With Matt Wieters potentially landing on the disabled list – and potentially missing an extensive period of time – the Orioles have catcher Caleb Joseph waiting in the wings. The 27-year-old can probably run for mayor in Bowie at this point in his career, logging over 1700 plate appearance for the Baysox from 2010-2013.
Joseph has always shown some ability to hit with a career .268/.327/.427 batting line in the minors. Not bad for a catcher, right?
Of course, we all know that a catcher has a multitude of responsibilities in the game of baseball, often making it one of the toughest positions for a player to perform – and stick long term. Not only does a catcher need to show some life in the bat, but they need to handle the every day responsibilities of the pitching staff. This factor is huge and overlooked far too often. There is a reason guys stick around the game hitting under the Mendoza line. Luckily for Joseph, he has 80-grade makeup and I have always thought he handled pitching staffs well. One of my favorite memories since I have started watching minor league baseball involves Butch Davis and Caleb Joseph talking about everything and nothing for 30 minutes during batting practice. It’s been a long seven seasons toiling in the minors, but Caleb Joseph might finally get a chance.
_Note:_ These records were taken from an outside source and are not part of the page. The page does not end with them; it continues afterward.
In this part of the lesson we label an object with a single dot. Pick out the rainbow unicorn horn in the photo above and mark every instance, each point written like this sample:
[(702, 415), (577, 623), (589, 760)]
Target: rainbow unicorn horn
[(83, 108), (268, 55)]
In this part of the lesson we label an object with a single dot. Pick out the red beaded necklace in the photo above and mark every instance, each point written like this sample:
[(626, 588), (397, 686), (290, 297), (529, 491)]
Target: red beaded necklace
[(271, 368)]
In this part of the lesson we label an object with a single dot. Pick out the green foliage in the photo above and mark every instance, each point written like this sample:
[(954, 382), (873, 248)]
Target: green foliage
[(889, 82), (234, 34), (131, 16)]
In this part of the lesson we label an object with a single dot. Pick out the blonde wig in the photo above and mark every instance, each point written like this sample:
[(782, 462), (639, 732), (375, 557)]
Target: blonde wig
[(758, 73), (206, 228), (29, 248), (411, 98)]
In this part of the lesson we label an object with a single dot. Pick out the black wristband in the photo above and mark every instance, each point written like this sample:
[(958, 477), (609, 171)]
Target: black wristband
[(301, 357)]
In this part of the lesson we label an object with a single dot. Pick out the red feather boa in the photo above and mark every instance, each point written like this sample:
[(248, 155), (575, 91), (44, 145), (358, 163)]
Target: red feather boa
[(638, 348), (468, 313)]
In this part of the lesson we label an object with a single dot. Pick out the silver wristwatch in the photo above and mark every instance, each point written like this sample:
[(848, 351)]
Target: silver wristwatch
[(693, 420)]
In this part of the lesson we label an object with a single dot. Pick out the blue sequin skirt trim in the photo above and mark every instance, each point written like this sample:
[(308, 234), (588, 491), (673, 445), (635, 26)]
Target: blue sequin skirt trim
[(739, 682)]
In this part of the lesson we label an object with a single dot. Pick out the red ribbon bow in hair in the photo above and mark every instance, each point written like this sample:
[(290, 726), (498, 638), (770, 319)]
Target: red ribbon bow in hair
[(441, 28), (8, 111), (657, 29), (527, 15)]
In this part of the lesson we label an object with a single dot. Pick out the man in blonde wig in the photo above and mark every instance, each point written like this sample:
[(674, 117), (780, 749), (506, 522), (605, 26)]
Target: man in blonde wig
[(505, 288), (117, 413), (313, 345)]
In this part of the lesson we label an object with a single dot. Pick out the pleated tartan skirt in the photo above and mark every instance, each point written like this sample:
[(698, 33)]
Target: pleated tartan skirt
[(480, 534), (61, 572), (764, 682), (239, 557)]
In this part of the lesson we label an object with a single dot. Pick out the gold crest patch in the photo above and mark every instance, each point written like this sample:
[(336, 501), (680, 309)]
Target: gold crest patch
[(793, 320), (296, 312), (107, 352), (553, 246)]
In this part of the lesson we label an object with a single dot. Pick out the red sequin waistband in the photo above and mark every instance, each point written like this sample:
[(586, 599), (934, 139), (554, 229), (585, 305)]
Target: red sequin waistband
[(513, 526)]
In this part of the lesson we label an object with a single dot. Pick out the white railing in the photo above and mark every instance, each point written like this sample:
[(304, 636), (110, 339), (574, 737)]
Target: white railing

Below is a traditional scouting report on Joseph using the 20-80 scouting scale:
Note: This report is from eyewitness looks in 2013 and Spring Training 2014. I have not seen him in AAA-Norfolk
|Hit||40||Good, but not great eye; plate discipline is best tool; sometimes struggles against high-end velocity; swing can become inconsistent; hands sometimes drift; average bat speed; cut back on slight hand wrap last year.|
|Power||50||Arc in swing; average raw power; torque in hips gives max effort in swing; power is evident in games.|
|Speed||40||Speed is decent for a catcher; not a threat on bases; more agility than speed.|
|Glove||30||Improved footwork over the years but still poor; slow feet; feet can get tied up; struggles to drop down and block pitches; hands can become mechanical with pitch framing.|
|Arm||40||Fringe arm; pop times 1.99 – 2.10; accuracy is poor and under-throws too often; choppy footwork hurts throws; not a weapon.|
Long term, Joseph is not a catching option for the Orioles. He may be able to fill a role in the short-term, and may even hit enough to stick with it if needed for an expanded period of time. Joseph is one of the toughest types of players to grade, as he has been in the minors for such a long time now that it is almost too easy overlooking some of his attributes. I do think the bat can have enough short-term value for the Orioles until they were to find a better option. Do not expect to see anything close to Wieters behind the plate – which is not fair for Joseph anyways.